I hardly felt worthy to bake bread as I was dealing with anxiety, anger, frustration, loneliness, and confusion as well as forgiveness in the tangled web of my life. I was afraid all of my feelings would transfer to the dough I kneaded and molded.
Baking bread is usually one of the ways I connect with God. I even wrote a day-long retreat called "Praying with Bread."
Today, however, I was in a different state of mind. I went through the motions, mechanically, not prayerfully or reverently, gathering and combining numerous ingredients, putting the smooth dough in my favorite brown glass bowl for the first rising. The bowl was the last of a nesting set we received forty-one years ago as a wedding gift. The bowl held hundreds of batches of dough, but today's was the first to become the body of Christ.
The dough quickly doubled in size. I took half from the bowl, powdered a handful of flour on the sticky places, molded a circle and placed in a buttered aluminum pan. I repeated the procedure with the remaining dough.
Before placing the pans in the oven, I studied the loaves. In those mounds of flour I saw the yeast of anger, loneliness, anxiety, resentment and other areas of disconnect in my life, along with forgiveness, blended into bread for God's people day morning. Oh my!!
As I slid the two pans in the over, I prayed that all negative feelings would bake out of me and go right to the heart of Jesus, whose body I formed a few moments ago.
I walked into church the next day, leaving my loaves on the kitchen counter for the hostess to prepare. After greeting a few people, I entered the sanctuary, and found a pew close to the front in sight of two oval forms of bread covered with embroidered white cloths resting in the middle of the altar.
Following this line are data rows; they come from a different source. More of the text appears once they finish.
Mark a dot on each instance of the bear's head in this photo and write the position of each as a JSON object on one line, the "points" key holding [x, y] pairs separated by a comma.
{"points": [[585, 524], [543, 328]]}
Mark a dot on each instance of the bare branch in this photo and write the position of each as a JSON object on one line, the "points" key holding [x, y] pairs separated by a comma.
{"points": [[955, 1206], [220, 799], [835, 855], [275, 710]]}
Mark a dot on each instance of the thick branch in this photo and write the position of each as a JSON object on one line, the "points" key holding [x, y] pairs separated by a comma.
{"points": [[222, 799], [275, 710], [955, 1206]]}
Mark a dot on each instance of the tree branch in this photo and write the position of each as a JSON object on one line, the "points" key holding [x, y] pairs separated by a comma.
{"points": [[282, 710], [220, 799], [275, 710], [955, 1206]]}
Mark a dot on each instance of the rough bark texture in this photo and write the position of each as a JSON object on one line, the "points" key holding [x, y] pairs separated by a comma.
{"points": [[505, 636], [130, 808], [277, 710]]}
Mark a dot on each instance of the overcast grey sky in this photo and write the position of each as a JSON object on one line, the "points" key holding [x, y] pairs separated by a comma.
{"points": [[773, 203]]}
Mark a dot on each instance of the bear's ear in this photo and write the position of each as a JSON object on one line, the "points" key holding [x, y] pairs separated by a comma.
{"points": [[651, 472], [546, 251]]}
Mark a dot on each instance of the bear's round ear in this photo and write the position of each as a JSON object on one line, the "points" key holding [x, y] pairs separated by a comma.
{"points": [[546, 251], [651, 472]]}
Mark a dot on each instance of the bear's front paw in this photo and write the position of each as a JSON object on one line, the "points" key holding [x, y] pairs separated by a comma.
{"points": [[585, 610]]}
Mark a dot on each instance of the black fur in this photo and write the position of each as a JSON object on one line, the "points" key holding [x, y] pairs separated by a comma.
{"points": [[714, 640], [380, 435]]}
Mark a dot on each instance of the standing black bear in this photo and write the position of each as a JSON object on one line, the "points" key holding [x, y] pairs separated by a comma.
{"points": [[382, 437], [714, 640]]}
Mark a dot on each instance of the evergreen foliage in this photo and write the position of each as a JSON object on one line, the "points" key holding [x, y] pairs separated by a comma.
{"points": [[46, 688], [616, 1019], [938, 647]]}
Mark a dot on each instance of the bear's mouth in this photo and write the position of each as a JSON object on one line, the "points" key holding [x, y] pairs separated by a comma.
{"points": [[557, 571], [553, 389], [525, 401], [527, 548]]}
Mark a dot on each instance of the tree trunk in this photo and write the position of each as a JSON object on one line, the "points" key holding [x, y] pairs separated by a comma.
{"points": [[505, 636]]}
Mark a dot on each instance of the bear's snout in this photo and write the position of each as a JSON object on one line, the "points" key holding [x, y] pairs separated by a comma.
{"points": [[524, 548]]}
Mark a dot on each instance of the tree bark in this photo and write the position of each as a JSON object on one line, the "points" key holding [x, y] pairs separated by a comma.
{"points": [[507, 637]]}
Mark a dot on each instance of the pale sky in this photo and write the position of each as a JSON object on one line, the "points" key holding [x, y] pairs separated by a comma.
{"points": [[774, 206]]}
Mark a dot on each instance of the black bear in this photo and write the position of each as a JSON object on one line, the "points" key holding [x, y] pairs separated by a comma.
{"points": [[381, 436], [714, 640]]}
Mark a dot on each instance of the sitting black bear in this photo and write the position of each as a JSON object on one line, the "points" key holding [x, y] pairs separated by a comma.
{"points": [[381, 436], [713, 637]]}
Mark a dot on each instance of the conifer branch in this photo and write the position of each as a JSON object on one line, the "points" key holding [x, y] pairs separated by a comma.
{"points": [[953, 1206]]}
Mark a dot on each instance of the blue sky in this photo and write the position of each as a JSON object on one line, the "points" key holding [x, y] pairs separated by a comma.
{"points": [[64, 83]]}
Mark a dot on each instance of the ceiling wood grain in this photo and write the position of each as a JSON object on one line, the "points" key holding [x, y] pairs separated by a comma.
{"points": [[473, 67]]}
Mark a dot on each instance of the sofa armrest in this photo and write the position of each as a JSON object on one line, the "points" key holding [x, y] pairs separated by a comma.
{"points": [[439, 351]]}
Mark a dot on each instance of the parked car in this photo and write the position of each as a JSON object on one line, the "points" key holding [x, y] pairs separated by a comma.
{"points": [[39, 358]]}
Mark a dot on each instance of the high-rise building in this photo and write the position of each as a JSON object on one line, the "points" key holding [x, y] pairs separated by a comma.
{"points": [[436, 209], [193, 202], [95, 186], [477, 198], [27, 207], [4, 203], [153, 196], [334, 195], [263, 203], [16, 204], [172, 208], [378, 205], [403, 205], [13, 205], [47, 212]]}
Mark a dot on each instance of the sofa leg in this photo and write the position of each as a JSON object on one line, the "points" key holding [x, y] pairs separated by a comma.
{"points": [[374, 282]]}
I recalled the sugar, flour, yeast and milk that I plucked from noisy grocery shelves days before now transformed into one of the most meaningful aspects of Christian liturgy in a quiet church on Sunday morning.
Then I recalled my prayer the day before as those loaves entered the oven. Sitting in the pew, I examined my heart and realized that even before receiving communion,I felt peace. That negativity had burned away, my feelings now resting in Jesus' heart.
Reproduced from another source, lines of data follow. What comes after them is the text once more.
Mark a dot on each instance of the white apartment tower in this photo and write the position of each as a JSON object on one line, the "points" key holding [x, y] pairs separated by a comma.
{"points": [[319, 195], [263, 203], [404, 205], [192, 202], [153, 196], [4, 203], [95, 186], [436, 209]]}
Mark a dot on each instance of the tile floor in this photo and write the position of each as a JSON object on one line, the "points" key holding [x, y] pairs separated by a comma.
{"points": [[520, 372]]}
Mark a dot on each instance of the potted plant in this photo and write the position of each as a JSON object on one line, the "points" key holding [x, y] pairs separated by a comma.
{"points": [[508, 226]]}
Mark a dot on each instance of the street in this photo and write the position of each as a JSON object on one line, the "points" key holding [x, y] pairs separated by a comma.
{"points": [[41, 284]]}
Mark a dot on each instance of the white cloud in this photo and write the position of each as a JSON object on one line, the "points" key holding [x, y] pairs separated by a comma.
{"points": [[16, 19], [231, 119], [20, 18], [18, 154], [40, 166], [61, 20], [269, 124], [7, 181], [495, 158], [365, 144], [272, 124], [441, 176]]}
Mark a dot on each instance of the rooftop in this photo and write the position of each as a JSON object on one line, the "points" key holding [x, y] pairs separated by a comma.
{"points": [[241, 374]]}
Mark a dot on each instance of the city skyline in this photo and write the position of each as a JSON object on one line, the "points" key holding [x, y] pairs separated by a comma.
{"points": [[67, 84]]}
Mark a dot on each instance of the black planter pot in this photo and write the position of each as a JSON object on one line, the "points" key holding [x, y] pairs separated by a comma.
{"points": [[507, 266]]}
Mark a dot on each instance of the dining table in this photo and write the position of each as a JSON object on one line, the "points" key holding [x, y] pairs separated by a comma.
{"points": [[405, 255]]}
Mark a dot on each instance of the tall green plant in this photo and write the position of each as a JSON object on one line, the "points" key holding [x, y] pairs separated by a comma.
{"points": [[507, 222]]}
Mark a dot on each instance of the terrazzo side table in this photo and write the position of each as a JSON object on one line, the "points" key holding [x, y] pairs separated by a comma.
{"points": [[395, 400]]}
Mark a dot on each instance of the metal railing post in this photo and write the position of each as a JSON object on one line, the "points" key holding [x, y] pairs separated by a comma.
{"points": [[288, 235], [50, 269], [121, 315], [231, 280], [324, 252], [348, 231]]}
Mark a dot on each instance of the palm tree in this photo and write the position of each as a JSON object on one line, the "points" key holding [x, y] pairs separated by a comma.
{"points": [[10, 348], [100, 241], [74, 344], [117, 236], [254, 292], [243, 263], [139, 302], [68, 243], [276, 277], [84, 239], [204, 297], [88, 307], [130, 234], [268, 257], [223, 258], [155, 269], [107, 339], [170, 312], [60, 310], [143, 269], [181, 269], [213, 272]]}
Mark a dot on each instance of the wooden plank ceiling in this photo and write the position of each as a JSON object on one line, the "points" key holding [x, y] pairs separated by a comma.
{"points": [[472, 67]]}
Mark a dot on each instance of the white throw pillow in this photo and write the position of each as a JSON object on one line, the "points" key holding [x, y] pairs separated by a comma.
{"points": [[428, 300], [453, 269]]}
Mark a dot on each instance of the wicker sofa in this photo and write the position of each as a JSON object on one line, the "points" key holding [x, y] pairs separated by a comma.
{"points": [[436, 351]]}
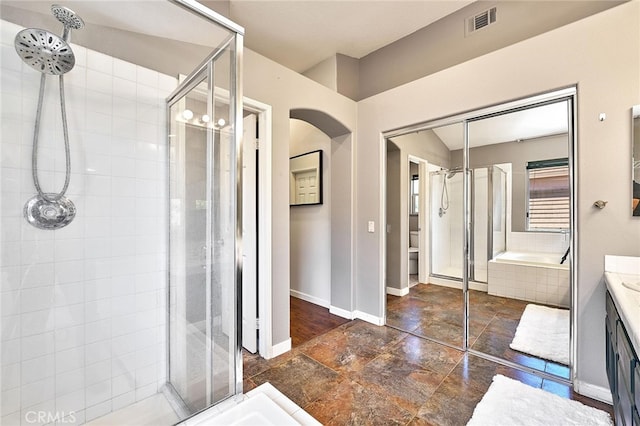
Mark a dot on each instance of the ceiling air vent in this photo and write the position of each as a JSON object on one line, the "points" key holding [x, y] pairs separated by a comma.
{"points": [[481, 20]]}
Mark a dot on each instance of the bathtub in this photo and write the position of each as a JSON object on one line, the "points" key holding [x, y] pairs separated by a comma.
{"points": [[534, 277]]}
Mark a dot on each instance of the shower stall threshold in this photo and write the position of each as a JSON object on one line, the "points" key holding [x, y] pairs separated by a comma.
{"points": [[264, 405]]}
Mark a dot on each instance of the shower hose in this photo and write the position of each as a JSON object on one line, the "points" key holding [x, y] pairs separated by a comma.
{"points": [[34, 155]]}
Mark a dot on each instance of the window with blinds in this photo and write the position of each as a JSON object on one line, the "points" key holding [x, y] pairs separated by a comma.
{"points": [[549, 202]]}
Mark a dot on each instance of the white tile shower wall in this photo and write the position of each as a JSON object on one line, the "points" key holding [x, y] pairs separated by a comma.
{"points": [[83, 307], [540, 242]]}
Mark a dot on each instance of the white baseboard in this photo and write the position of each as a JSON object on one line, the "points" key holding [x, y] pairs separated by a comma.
{"points": [[398, 291], [369, 318], [342, 313], [592, 391], [309, 298], [280, 348]]}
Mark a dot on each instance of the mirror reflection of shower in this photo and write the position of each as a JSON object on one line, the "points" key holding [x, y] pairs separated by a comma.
{"points": [[50, 55], [444, 195]]}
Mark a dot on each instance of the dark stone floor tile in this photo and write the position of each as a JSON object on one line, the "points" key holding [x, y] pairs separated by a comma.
{"points": [[474, 371], [451, 404], [519, 375], [350, 348], [405, 384], [253, 364], [440, 330], [434, 356], [301, 379], [352, 404]]}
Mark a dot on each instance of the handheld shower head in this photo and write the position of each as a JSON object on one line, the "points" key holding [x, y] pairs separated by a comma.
{"points": [[44, 51]]}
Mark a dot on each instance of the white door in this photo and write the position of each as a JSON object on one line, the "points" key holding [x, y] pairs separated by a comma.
{"points": [[249, 234]]}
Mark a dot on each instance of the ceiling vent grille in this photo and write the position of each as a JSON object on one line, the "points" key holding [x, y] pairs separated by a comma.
{"points": [[481, 20]]}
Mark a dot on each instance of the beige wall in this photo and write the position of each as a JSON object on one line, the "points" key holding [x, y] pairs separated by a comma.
{"points": [[310, 226], [601, 55], [444, 44], [283, 89]]}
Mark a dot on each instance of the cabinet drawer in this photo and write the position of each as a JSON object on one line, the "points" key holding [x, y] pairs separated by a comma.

Mike and I assisted the pastors serving communion along the side aisles. I baked the body of Christ, I offered the body of Christ to those who came through my line and I experienced the peace from the body of Christ completely a holy cycle.
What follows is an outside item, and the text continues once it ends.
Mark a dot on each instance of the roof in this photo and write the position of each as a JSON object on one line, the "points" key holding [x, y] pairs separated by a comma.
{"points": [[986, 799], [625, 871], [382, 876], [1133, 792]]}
As we approach the fourth Sunday of Lent, I can't help thinking of the bread Jesus served on that first Maundy Thursday to the disciples. Who baked the bread Jesus used that night? Maybe the person was someone like me, filled with anxiety, anger, loneliness and other troubling concerns? Maybe they felt that same sense of release and relief from baking the bread. Someone always prepares the bread to offer God's people - I pray each baker always finds release as they pass along, through the body of Christ, a blessing and peace to all who believe. Amen.